Not far away from Kalkriese, in the delightful small Roman Museum in Haltern am See, it is good to be reminded that serving as a Roman soldier was a career choice and a life – albeit a career that brought with it enormous risks for the soldiers themselves, given the often violent exploitation of the people and lands that came under their occupation. Here, on the site of what is thought to have been the Roman military base of Aliso, are pots and pans, wine strainers and glass perfume bottles, keys and table legs, veiny ceramic phalluses (scholars disagree on their purpose, though the prevailing suggestion is they were for good luck) and even the lid of a medicine jar stating its contents as “the British root”. This is thought to be sorrel, rich in vitamins and iron.
This sense of ordinariness – that a soldier’s career might be mundane, and involve family life as well as violence – is a point strongly made in the British Museum exhibition, which takes as its spine the professional lives of two real soldiers from Egypt, Apion and Terentianus, whose letters on papyrus, recounting everything from career anxieties to requests for boots and socks, were preserved in the dry African sand. As in the modern Russian Federation, enlistment into the legions for less well-off citizens was a way out of poverty, the benefits worth even the dire risks. For non-citizens, serving as an auxiliary ended with the significant retirement benefit of enfranchisement – if it did not end in death.
She was his slave, then his freedwoman – then his wife
These men ate and drank, lived and loved. One of the most moving objects in the exhibition comes from cold, windy Britain: a monument raised to a woman called Regina, one of the Catuvellauni tribe, who lived in south-east England. It’s clear from the inscription – dedicated by her husband, Barates – that she was first his slave, then his freedwoman and wife. He was a Syrian, from Palmyra, at the opposite end of the empire, and the words are in two languages, Latin and Palmyrene.

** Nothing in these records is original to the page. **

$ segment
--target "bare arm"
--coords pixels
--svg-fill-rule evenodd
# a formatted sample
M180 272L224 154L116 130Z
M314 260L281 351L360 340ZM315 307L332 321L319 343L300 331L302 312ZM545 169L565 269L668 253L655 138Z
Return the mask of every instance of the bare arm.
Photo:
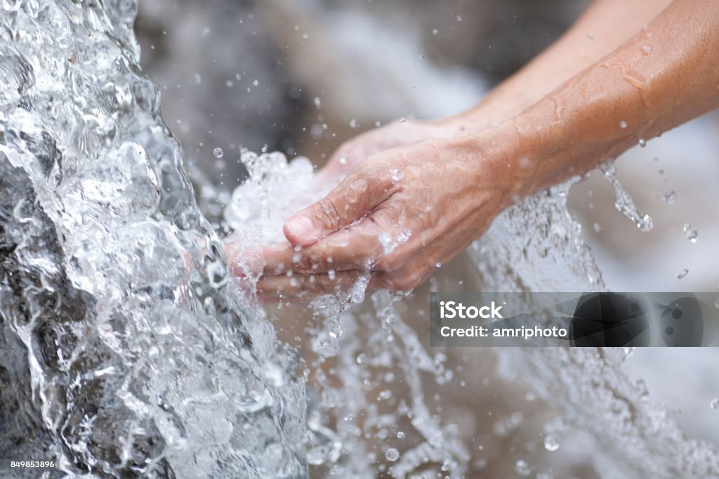
M719 106L719 2L676 0L619 48L499 129L536 169L523 194Z
M496 127L620 45L670 3L595 0L561 38L473 108L440 120L395 122L370 130L338 148L321 176L347 174L370 155L388 148Z
M478 130L519 114L626 42L671 3L672 0L595 0L551 46L475 107L444 122L452 127Z
M413 288L518 197L718 106L719 1L675 0L617 49L498 127L367 158L288 221L291 245L266 251L267 275L258 288L269 294L296 289L287 277L273 276L278 265L301 273L293 276L301 288L331 290L335 274L325 273L336 270L336 279L348 282L367 268L374 272L371 286ZM398 179L393 171L403 175ZM408 240L387 252L380 234ZM293 245L303 247L298 261Z

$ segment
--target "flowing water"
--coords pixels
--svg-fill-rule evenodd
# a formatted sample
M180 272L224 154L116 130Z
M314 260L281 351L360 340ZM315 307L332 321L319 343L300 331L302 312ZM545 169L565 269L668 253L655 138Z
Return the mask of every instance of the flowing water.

Regina and Barates ended up together on the north-west frontier of the Roman empire, at the fort of Arbeia at what is now South Shields on Tyneside. She is shown sitting in a wicker chair, queenly like her name, wearing a necklace and bracelet, cradling a spindle in her lap and with a box of wool at her feet. She died aged 30. Carved in stone after her death, Regina gives us a gentle, fleeting glimpse of her life.
Legion: Life in the Roman Army is at the British Museum, London, from 1 February-23 June.